From the Editors of MainGate
Ideas can spring out of the most unexpected circumstances. In September
2003, I was walking into the office after a leisurely lunch with
a colleague and I stumbled upon a 2:00 pm meeting…at 2:20
pm. I had forgotten the appointment entirely, perhaps because of
the fine weather, and had almost missed meeting with alumnus Nasrine
Gross (BA ’70), who had come to see me,
as co-editor of MainGate, upon the recommendation of New York-based
alumnus Necla Tschirgi (BA ’68, MA ’70). After profuse
apologies, I took Gross into one of the conference rooms and settled
down to hear about her work in Afghanistan, which Tshirgi had said
was quite remarkable and would be of interest to MainGate readers.
What was to have been a half hour appointment stretched out into
two hours. With modesty, Gross talked about her experiences in Afghanistan.

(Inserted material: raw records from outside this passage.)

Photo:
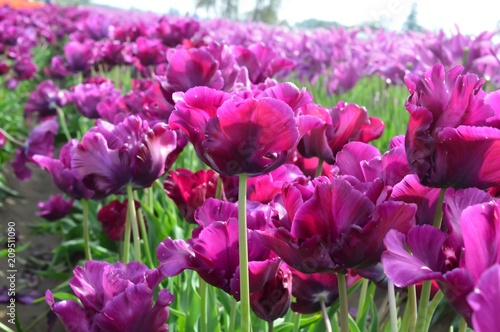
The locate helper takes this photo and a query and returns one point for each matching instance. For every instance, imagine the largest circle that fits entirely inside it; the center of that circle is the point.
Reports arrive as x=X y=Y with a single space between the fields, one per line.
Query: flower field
x=225 y=176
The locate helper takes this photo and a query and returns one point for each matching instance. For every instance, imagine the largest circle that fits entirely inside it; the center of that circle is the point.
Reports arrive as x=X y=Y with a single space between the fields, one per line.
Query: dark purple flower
x=4 y=68
x=449 y=141
x=113 y=217
x=25 y=68
x=262 y=61
x=110 y=157
x=190 y=190
x=62 y=174
x=150 y=51
x=264 y=188
x=343 y=123
x=273 y=300
x=485 y=300
x=333 y=226
x=79 y=56
x=88 y=95
x=115 y=297
x=39 y=142
x=456 y=260
x=55 y=208
x=45 y=99
x=310 y=289
x=235 y=136
x=213 y=250
x=57 y=68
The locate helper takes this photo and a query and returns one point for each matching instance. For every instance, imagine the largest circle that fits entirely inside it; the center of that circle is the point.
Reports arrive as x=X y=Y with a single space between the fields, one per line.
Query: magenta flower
x=25 y=68
x=457 y=259
x=113 y=216
x=79 y=56
x=343 y=123
x=261 y=61
x=485 y=300
x=116 y=297
x=45 y=100
x=273 y=300
x=55 y=208
x=190 y=190
x=88 y=95
x=449 y=142
x=235 y=136
x=264 y=188
x=57 y=68
x=333 y=226
x=213 y=250
x=150 y=51
x=62 y=174
x=110 y=157
x=310 y=289
x=39 y=142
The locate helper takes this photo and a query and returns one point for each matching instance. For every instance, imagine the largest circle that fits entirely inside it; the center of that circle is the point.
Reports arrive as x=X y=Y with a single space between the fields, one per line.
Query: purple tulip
x=310 y=289
x=110 y=157
x=62 y=174
x=115 y=297
x=57 y=68
x=190 y=190
x=79 y=56
x=485 y=300
x=456 y=260
x=39 y=142
x=45 y=98
x=333 y=226
x=25 y=68
x=262 y=61
x=449 y=142
x=264 y=188
x=113 y=217
x=273 y=300
x=235 y=136
x=213 y=250
x=55 y=208
x=343 y=123
x=88 y=95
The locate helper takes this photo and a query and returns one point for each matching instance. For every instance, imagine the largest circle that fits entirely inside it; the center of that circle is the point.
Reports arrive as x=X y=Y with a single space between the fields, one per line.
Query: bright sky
x=472 y=17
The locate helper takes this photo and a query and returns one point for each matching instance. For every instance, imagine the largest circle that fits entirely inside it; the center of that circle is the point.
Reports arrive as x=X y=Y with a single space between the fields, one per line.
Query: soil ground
x=22 y=212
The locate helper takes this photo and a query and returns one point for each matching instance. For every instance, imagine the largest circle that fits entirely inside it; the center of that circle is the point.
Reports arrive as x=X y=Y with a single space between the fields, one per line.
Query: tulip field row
x=226 y=176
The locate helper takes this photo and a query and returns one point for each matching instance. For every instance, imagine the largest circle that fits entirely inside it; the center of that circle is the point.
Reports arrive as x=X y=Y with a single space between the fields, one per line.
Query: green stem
x=88 y=255
x=438 y=216
x=68 y=261
x=126 y=240
x=133 y=221
x=243 y=252
x=423 y=306
x=432 y=308
x=203 y=309
x=296 y=322
x=10 y=138
x=218 y=192
x=319 y=168
x=412 y=303
x=144 y=234
x=362 y=299
x=392 y=306
x=463 y=325
x=326 y=319
x=344 y=313
x=232 y=315
x=62 y=120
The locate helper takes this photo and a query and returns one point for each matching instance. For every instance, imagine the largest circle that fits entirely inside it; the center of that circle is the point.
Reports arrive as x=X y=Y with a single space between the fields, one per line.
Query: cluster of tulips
x=294 y=206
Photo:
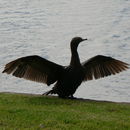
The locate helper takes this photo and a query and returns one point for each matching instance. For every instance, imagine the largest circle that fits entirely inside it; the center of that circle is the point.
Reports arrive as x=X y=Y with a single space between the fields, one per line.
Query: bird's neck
x=75 y=61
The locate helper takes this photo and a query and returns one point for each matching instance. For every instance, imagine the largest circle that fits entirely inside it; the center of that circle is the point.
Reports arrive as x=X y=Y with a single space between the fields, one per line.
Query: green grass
x=33 y=112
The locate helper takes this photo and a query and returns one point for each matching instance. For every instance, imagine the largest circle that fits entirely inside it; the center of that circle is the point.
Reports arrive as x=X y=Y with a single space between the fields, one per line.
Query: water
x=45 y=28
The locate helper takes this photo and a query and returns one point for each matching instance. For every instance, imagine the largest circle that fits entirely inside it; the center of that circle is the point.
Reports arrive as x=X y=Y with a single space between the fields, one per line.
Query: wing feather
x=34 y=68
x=101 y=66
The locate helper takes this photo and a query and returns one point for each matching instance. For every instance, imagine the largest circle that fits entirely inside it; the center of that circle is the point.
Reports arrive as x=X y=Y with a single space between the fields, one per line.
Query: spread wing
x=101 y=66
x=34 y=68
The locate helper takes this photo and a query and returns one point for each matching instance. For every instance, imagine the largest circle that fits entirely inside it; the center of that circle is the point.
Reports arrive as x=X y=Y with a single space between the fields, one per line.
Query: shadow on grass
x=51 y=100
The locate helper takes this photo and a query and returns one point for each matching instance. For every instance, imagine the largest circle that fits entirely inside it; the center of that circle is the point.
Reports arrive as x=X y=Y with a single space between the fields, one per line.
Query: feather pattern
x=101 y=66
x=34 y=68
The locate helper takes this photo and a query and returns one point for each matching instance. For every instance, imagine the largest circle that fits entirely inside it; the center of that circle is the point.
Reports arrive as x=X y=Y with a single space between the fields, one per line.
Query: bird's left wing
x=34 y=68
x=101 y=66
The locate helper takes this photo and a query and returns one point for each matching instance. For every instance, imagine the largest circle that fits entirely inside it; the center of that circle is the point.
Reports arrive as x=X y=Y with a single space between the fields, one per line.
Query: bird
x=66 y=79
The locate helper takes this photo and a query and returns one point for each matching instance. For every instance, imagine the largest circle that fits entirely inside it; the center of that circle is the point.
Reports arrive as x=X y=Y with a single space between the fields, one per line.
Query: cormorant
x=67 y=78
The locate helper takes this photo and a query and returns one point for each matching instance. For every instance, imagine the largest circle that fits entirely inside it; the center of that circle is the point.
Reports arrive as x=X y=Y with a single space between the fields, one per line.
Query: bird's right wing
x=35 y=68
x=100 y=66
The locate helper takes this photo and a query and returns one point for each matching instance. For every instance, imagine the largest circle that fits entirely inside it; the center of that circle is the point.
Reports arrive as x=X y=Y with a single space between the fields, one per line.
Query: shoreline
x=78 y=99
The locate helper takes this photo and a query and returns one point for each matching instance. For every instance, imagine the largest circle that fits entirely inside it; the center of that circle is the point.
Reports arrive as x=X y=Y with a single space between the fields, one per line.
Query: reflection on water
x=46 y=27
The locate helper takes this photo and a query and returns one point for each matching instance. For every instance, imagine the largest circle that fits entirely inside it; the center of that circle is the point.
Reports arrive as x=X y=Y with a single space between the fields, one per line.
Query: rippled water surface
x=45 y=28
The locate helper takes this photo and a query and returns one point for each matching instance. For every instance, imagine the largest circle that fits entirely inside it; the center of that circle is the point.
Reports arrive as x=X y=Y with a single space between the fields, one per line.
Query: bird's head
x=75 y=42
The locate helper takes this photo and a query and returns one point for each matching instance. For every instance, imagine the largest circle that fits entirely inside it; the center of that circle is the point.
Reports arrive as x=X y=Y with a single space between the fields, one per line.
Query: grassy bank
x=18 y=111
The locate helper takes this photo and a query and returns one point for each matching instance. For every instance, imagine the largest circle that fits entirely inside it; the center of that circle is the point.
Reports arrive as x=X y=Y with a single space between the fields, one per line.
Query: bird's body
x=67 y=78
x=69 y=82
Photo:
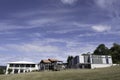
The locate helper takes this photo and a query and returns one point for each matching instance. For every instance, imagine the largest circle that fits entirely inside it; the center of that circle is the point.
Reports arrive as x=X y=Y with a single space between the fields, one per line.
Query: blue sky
x=32 y=30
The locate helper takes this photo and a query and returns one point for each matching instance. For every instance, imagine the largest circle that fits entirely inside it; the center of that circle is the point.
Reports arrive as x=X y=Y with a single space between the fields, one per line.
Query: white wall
x=93 y=66
x=81 y=58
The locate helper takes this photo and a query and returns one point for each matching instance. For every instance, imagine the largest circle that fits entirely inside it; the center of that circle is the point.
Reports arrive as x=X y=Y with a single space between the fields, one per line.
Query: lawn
x=112 y=73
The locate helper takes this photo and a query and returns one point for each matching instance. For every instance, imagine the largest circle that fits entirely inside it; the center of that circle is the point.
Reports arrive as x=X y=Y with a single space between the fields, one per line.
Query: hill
x=112 y=73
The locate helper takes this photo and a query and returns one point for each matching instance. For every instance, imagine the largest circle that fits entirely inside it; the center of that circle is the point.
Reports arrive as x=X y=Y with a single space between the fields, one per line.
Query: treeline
x=114 y=51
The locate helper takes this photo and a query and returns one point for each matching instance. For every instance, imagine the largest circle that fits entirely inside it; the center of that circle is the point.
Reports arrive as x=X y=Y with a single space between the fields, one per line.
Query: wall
x=93 y=66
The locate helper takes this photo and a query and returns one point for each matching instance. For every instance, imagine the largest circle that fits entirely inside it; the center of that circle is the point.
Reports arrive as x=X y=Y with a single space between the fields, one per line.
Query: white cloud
x=101 y=28
x=33 y=48
x=112 y=6
x=68 y=1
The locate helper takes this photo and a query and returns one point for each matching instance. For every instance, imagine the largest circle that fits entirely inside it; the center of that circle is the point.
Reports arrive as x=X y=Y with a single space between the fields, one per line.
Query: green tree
x=115 y=52
x=101 y=50
x=69 y=61
x=1 y=71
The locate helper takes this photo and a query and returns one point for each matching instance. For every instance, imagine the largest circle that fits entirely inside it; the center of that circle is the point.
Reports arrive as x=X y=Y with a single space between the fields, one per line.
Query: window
x=28 y=65
x=11 y=65
x=33 y=65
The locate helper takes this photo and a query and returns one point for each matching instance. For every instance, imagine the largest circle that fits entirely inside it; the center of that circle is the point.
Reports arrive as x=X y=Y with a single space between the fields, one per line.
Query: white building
x=91 y=61
x=20 y=67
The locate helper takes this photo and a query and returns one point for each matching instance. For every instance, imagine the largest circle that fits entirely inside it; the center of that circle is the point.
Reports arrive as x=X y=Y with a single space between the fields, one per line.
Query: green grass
x=112 y=73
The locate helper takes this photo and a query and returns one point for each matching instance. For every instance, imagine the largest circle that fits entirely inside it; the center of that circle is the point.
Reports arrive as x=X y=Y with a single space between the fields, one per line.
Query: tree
x=69 y=61
x=101 y=50
x=115 y=52
x=1 y=71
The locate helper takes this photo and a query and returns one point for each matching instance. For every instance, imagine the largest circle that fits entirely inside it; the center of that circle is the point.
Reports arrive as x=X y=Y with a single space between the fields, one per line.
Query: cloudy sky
x=32 y=30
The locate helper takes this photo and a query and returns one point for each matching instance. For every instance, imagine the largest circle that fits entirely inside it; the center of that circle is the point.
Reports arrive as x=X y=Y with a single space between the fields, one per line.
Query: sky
x=31 y=30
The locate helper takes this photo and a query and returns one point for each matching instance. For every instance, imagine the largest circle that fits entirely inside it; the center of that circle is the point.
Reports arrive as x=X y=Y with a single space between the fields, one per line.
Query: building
x=20 y=67
x=91 y=61
x=50 y=64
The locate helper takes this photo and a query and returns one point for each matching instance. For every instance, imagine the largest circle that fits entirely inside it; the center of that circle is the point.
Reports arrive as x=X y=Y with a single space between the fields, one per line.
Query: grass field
x=112 y=73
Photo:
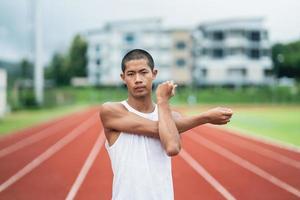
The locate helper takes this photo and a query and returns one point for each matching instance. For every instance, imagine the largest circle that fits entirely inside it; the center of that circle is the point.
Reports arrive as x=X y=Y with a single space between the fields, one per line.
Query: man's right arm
x=115 y=117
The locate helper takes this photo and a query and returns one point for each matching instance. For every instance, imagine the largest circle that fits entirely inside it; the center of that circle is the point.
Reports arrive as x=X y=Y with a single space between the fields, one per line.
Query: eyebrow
x=132 y=71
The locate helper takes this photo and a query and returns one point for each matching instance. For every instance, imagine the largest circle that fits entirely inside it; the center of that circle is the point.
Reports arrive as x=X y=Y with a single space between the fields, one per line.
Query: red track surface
x=66 y=158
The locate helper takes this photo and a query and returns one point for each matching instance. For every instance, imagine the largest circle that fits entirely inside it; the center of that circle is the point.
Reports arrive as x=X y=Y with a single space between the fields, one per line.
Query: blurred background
x=60 y=56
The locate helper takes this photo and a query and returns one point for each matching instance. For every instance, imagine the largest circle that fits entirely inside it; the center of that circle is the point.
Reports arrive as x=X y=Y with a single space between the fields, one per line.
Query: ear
x=122 y=75
x=154 y=72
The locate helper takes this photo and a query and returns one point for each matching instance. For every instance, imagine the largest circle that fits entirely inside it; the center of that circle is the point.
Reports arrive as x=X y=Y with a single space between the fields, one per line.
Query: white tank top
x=141 y=167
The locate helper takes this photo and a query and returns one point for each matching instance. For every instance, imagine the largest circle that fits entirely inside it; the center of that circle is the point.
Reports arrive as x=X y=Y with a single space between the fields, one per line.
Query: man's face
x=138 y=77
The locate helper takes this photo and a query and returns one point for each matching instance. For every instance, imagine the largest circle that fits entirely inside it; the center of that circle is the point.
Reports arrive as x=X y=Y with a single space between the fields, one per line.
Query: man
x=141 y=135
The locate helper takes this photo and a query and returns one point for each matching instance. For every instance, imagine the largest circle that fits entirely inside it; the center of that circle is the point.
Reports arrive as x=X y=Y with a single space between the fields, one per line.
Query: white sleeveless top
x=141 y=167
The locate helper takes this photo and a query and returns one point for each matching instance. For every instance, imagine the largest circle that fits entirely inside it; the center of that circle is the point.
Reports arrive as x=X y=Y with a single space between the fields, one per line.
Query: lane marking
x=263 y=151
x=243 y=163
x=202 y=172
x=49 y=152
x=86 y=167
x=259 y=138
x=34 y=138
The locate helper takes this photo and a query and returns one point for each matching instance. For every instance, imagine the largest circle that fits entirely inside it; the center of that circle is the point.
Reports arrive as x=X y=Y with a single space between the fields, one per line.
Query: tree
x=286 y=59
x=77 y=57
x=26 y=69
x=58 y=70
x=63 y=67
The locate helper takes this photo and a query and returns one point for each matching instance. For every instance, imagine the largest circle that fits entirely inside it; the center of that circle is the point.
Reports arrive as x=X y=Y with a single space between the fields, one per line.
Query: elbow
x=173 y=149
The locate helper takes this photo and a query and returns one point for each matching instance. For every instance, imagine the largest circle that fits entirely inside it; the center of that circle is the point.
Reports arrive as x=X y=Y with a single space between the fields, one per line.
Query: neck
x=143 y=104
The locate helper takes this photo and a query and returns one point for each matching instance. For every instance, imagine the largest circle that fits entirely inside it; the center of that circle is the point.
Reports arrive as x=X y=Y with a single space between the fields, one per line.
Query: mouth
x=139 y=88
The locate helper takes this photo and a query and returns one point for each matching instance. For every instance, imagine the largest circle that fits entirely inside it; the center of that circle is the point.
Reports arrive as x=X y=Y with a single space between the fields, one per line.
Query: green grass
x=282 y=123
x=26 y=118
x=279 y=122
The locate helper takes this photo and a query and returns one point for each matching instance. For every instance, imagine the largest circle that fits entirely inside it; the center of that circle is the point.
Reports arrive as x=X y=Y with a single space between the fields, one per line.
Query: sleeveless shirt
x=141 y=167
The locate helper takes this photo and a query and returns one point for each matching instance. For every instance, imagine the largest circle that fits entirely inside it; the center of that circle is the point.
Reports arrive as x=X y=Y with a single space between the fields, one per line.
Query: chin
x=140 y=95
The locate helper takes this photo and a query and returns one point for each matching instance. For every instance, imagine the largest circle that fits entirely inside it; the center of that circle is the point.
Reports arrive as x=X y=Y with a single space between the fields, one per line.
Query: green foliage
x=73 y=64
x=77 y=57
x=286 y=59
x=26 y=69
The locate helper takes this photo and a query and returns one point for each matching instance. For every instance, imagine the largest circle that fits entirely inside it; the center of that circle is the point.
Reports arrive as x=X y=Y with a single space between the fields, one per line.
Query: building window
x=98 y=62
x=204 y=51
x=254 y=36
x=265 y=52
x=217 y=53
x=180 y=45
x=254 y=53
x=180 y=62
x=97 y=47
x=218 y=35
x=268 y=72
x=129 y=38
x=241 y=72
x=203 y=72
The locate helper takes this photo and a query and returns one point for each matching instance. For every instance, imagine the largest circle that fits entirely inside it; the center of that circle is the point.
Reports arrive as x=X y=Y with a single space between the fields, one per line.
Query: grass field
x=276 y=121
x=279 y=122
x=26 y=118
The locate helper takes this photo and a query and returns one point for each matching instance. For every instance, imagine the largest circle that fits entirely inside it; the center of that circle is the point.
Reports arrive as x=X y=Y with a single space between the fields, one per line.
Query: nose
x=138 y=78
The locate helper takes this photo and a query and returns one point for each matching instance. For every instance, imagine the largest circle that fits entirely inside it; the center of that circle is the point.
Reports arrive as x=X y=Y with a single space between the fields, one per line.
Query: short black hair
x=137 y=54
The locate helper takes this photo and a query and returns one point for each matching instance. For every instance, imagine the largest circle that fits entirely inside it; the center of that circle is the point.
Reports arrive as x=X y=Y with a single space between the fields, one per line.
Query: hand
x=165 y=91
x=219 y=115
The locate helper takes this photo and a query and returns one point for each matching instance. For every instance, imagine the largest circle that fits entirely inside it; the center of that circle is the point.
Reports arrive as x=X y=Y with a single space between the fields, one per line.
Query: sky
x=62 y=19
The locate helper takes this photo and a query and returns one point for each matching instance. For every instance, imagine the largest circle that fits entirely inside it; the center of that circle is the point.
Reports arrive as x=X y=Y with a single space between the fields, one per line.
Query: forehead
x=136 y=65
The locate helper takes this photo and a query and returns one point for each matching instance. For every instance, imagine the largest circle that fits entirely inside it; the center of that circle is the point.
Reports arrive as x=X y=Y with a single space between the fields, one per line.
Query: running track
x=66 y=159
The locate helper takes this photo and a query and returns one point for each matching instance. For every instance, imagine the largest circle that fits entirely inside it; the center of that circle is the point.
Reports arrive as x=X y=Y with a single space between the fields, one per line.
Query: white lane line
x=202 y=172
x=35 y=137
x=263 y=151
x=49 y=152
x=86 y=167
x=259 y=138
x=243 y=163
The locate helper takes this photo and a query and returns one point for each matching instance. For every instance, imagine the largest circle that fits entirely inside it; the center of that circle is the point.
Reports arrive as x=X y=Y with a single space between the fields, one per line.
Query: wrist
x=206 y=117
x=161 y=100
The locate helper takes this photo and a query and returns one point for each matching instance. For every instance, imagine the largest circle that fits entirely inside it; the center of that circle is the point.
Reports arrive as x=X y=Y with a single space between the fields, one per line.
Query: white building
x=232 y=52
x=107 y=46
x=3 y=83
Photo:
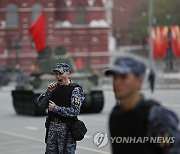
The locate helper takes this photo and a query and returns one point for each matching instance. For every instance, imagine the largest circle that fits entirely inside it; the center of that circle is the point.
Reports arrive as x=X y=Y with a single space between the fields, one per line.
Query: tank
x=25 y=95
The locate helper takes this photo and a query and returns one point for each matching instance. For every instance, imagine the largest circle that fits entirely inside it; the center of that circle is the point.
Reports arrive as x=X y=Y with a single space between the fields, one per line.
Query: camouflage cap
x=62 y=67
x=124 y=65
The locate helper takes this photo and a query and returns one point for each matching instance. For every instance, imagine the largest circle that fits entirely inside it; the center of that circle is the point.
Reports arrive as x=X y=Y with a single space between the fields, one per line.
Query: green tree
x=165 y=12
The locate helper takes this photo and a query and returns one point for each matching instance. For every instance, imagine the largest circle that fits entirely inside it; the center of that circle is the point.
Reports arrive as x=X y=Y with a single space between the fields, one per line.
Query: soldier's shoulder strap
x=150 y=103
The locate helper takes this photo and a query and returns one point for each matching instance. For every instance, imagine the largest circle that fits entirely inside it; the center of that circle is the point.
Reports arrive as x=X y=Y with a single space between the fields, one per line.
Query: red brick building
x=123 y=12
x=78 y=25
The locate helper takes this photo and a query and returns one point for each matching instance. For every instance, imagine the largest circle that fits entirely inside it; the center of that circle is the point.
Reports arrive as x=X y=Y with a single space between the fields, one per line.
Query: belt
x=59 y=120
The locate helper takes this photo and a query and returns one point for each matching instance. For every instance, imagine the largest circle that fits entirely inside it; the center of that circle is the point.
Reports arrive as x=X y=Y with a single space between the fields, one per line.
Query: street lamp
x=17 y=47
x=150 y=34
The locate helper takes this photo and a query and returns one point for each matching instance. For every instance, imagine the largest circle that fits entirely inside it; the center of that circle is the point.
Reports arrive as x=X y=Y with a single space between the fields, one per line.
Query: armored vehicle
x=25 y=95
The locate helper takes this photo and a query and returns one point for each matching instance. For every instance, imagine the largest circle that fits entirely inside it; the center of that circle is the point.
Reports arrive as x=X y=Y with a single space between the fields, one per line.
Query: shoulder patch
x=76 y=100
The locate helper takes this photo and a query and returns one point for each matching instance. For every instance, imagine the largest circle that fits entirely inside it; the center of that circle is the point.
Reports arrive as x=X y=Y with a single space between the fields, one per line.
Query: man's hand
x=52 y=86
x=51 y=105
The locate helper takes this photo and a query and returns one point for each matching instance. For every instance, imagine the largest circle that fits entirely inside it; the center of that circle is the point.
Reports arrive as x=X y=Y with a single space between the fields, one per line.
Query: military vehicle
x=25 y=95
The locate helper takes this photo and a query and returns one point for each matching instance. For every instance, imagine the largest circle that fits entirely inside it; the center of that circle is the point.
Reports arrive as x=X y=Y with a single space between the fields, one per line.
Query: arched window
x=36 y=9
x=80 y=14
x=12 y=16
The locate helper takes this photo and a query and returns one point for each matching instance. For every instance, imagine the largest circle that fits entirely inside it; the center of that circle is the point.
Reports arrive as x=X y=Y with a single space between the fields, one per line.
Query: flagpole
x=150 y=35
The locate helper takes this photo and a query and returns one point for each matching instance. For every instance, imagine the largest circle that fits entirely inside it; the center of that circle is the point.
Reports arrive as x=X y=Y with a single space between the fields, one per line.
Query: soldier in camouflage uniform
x=63 y=100
x=135 y=117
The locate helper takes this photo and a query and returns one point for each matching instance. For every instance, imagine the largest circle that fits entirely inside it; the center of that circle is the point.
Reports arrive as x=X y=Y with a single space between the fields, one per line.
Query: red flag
x=160 y=41
x=37 y=32
x=175 y=44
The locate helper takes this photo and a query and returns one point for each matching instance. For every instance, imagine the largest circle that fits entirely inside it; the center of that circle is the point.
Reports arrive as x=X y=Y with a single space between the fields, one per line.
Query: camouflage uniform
x=161 y=121
x=57 y=131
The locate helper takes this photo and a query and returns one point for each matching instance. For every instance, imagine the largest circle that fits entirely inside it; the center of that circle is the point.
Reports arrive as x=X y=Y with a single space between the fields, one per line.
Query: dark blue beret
x=62 y=67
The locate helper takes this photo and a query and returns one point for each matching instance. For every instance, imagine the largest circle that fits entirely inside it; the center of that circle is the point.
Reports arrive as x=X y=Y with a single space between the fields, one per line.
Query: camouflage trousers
x=56 y=137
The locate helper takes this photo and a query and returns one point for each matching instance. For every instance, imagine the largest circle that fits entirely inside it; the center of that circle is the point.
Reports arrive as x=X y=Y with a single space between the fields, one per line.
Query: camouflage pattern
x=56 y=137
x=57 y=131
x=164 y=123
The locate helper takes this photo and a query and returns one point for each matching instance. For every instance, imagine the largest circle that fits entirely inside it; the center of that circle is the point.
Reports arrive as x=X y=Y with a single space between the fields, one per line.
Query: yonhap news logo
x=100 y=139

She had moved to Kabul in 2001 and since then has been there helping
to build up the social sciences at Kabul University and assist Afghani
women in their reintegration into society after years of oppression
under the despotic Taliban regime. Very moved by the story and Gross’s
passionate commitment to her homeland, I shared it with Coeditor
Ibrahim Khoury, and we were both immediately struck by the compelling
mix of AUB and community service that it revealed. It was then that
we decided to explore other evidence of that mix among other AUBites
and highlight some of our findings in this issue of MainGate.
We learned about alumnus Mary Najarian, based in Glendale, California,
who for the last twenty-five years has been devoting almost all
her free time to establishing a more sophisticated health care system
in Armenia. We came across compassion personified in the student
members of AUB’s Lebanese Red Cross Club, who are providing
badly needed assistance to the sight-impaired, the elderly, and
the children of Lebanon. We talked with the nurses at AUBMC and
discovered their remarkable dedication to extending patient care
services beyond the hospital and into the community through health
education programs. We visited in the Shatila refugee camp the Volunteer
Outreach Clinic that is run by AUB doctors and medical students,
who have little free time to spare, yet show up at the camp every
single weekend to dispense free primary health care to those who
can’t afford it. There are many other stories like these to
tell—at AUB and among its alumni across the world—if
only we had the space for them.
One may ask where this heightened AUB commitment to community service
comes from. We know it is rooted in the University’s fundamental
mission “to serve society”—but in the end we realize
that it is sometimes best not to ask too many questions. Just remain
in awe at how strongly it is being manifested and make sure it continues.